Conclusion

Overall, we implemented a total of two models, namely logistic regression and random forest, and both methods were trained also using a 5-fold cross validation. In addition, we also tuned the model parameter mtry for the random forest model so that we can derive the best random forest model for this dataset. In terms of model performance, the logistic regression model performed almost equally well as our tuned random forest model. In fact, the logistic regression model seemed to be performing just slightly better than random forest. To be more specific, the logistic regression model achieved an overall accuracy of 98.34% and an AUC score of 0.831, while the random forest model had an accuracy of 98.28% and an AUC score of 0.8307. In addition, while both models had relatively high accuracy, they also both had relatively low specificity. This could probably be attributed to the imbalanced nature of this dataset in terms of the outcome variable(i.e. there are much more players that were not selected into the All-NBA teams than players who were selected). Furthermore, the top three most important features derived from the logistic regression model were Games, ShootingPercentage, and BoxPlusMinus; while the top three most important features derived from the random forest model were EfficiencyRating, BoxPlusMinus, and Points. Although the two groups of top three most important features did not overlap much(the only overlapping variable is BoxPlusMinus), they still were very similar to each other. To illustrate, the variable ShootingPercentage has very close ties to the variable EfficiencyRating in that a player who shoots well would have a higher PER value than a player who has a low shooting percentage. Additionally, a player who’s able to earn a lot of game time is usually the same player who can help his team score, which explains why the variable Game and the variable Points are present. Consequently, we can conclude that: a player who is great at scoring points while also maintaining a high efficiency rating and a high Box Plus/Minus will have a significantly higher chance of being selected into the All-NBA teams.

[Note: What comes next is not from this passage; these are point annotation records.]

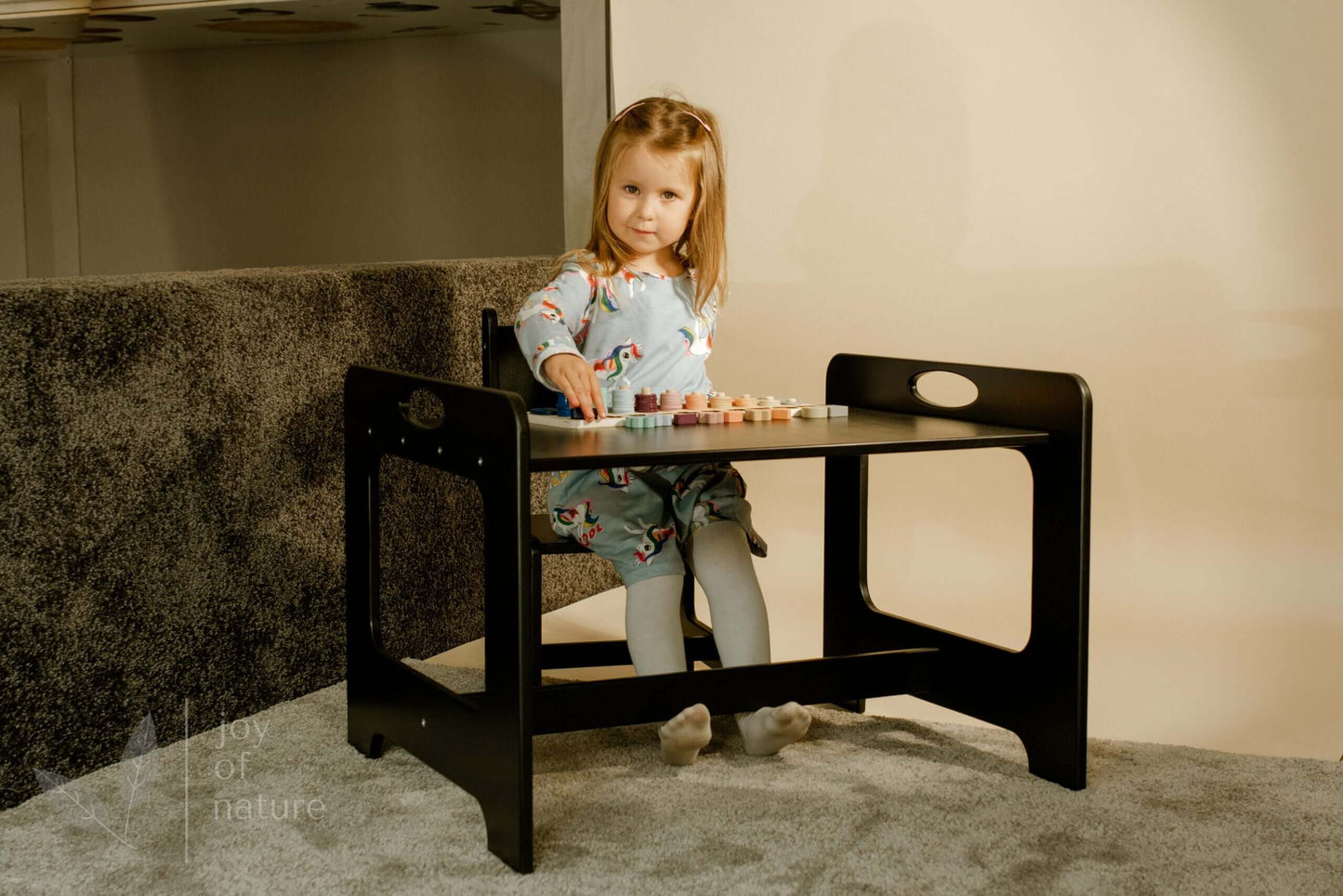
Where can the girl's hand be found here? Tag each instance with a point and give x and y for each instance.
(578, 380)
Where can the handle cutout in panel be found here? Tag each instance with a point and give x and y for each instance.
(423, 409)
(943, 389)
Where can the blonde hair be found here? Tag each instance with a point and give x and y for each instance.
(673, 126)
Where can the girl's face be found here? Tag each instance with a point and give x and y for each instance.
(649, 203)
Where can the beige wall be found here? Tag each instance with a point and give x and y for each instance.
(1147, 193)
(320, 153)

Furthermore, I would consider my analysis to be successful given the high accuracy and AUC scores that I obtained from both models when tested on the test set. One thing worth noticing is the relatively low specificity of the two models. Nevertheless, this is caused by the inevitable nature of the fact that every year less than 4% of the players get selected into the All-NBA teams, which gives the dataset less than 4 percent of positive labels for the outcome variable.

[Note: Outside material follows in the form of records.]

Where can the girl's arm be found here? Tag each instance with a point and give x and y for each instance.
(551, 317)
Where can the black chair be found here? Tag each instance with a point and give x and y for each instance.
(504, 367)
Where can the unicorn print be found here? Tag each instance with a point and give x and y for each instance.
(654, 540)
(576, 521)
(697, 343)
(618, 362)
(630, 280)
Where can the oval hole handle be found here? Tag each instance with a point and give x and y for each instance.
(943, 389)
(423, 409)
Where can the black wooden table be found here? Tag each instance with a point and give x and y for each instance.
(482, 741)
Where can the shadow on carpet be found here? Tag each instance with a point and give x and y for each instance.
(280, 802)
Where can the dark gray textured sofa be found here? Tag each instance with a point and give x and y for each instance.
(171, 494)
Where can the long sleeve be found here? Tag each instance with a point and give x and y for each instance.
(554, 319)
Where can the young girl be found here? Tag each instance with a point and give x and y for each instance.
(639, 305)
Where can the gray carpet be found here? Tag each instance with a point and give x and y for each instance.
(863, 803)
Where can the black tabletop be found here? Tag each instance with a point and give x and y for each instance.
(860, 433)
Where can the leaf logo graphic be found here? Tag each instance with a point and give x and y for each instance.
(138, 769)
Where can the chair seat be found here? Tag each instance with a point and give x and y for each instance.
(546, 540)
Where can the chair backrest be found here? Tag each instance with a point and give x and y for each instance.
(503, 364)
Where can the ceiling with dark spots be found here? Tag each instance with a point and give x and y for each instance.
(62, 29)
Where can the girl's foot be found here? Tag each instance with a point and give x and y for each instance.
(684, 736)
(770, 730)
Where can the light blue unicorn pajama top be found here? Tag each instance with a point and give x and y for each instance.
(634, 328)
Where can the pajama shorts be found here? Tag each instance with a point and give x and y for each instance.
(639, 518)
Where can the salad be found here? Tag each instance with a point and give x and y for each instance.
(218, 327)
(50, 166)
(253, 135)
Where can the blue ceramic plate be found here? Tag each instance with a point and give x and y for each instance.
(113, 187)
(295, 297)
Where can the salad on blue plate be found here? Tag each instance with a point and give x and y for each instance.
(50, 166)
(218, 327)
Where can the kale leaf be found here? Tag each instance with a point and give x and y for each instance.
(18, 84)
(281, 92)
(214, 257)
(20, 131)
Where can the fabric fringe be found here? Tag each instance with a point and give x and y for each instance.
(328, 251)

If I had more time to dig deeper into this research question, I would try to scrape the web for the 2018-2022 NBA season data and test my models’ performances on them after training them on all the data that I used in this project. In addition, I would also consider using upsampling or downsampling techniques, such as SMOTE, to balance the skewed training set. Moreover, I would also try to separate my analysis for the All-NBA selections to Centers, Forwards, and Guards since in reality, any All-NBA team is always composed of 2 Guards, 2 Forwards, and 1 Center. Lastly, since the 3 All-NBA teams each year are ranked (i.e. the 1st team is better than the 2nd team, and the 2nd team is better than the 3rd team), maybe I can factor this perspective into consideration in the future by giving relatively more weights to the players that make it onto the 1st team comparing to those who were on the 2nd/3rd team.